5. Do not use third-party libraries on the password change page.
In our case, the previous password change page had a common master page with the entire project, and a bunch of different third-party libraries were already loaded on it. Do not repeat our mistakes, immediately make it safe. The new page to which the link leads and the password is driven in does not use any third-party libraries.


6. Eliminate technical support from the process (without emergency)
Let the user change the password himself, the operation is simple and easily automated. I requested the password, received the link and updated everything. Easy! Only in extreme cases, the support department is connected to the process - and only if the user himself could not change the password.


Problematic applications are handled by specialists who delve into the technical causes of errors and are able to independently correct them.


7. Make technical support a beautiful UI - they will be pleased
Simplify the work of technical support staff by showing applications for password changes not in Sharepoint, but in a beautiful UI of a special application system. It will be easier to work and more enjoyable too.


8. Write a history of errors
A technical support employee will work faster if he immediately sees in the application what exactly happened when the user was unable to change the password, that is, the entire history of errors that the user received. It’s much easier to understand the reasons given this information.


For example, the user does not understand what special characters are, or does not see a message that the password must contain uppercase letters. They have a lot of ways to find this application: by login, by the time when he left this application, etc.



9. Give technical support the opportunity to change the password.
Give the technical support service the ability to change the password yourself and tell it to the user. Sometimes it is very necessary. It is advisable that this password change also be done in safe mode - the page rises in a separate browser window and is made without third-party libraries. After the user confirms that everything is ready, it will close on its own.



10. Monitor requests and track dynamics.
We set up monitoring using Serilog. In ELK, we reset the event, and then through Grafana we monitor four types of situations when the user requested a password change:


a. Green line - the user was found in the domain,


b. Red line - user login was not found in the domain. For us, the second action is a marker. If this graph creeps up, it exceeds one attempt per day, this may mean that some unscrupulous comrade is trying to collect the base.



We can quickly respond to this by disabling IP. Further, this activity can be automated - for example, automatically disconnect IP after ten requests. But this does not always work, as some companies are surfing the Internet from one IP address, so for now we are just monitoring this chart. He is constantly looked at by a support service. And if he suddenly goes up, in the moment we will decide what to do.


c. Green line - the user has successfully requested a password change and opened the necessary link, respectively, we assume that everything is fine.


d. Red line - the user could not open the page with a password change.
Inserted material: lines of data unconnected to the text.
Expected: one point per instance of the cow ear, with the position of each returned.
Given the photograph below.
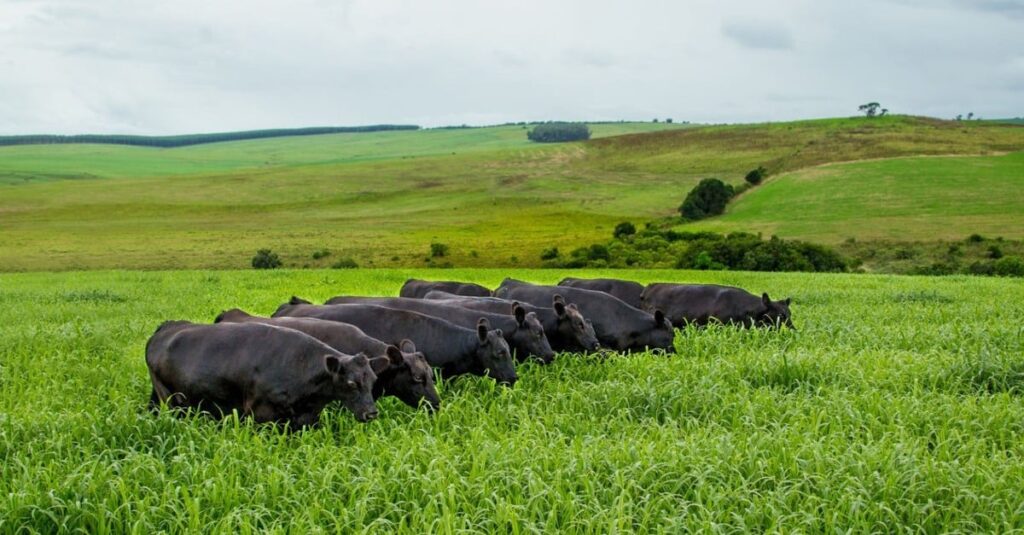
(482, 327)
(519, 313)
(380, 364)
(394, 356)
(332, 364)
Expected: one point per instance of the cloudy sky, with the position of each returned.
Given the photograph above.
(192, 66)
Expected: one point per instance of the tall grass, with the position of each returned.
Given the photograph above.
(881, 413)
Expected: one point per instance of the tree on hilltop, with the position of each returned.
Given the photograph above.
(870, 109)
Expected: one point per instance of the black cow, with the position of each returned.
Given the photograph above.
(417, 289)
(617, 325)
(628, 291)
(408, 377)
(522, 330)
(702, 303)
(448, 346)
(566, 329)
(268, 373)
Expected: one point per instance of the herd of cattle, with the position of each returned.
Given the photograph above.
(355, 350)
The link was with a non-existent ID, deprecated, etc. It is rather strange to assume that some hacker is trying to iterate over unique identifiers in order to catch those who are trying to change the password. But in principle, we can monitor these events - and if we see that this chart has gone up, we can analyze the events and see what happens. For example, it may turn out that the ID is broken, a piece is cut off from it and the link in the email is inserted clumsily.



As a result, we have four schedules and a continuous towel of events, where we can understand what happened. All instructions for setting up Grafana are here .



So we achieved our goals: we automated the password change, freeing up the administrator’s working time for more important tasks, and made the process as safe as possible. We hope this checklist helps you verify yourself in a similar task.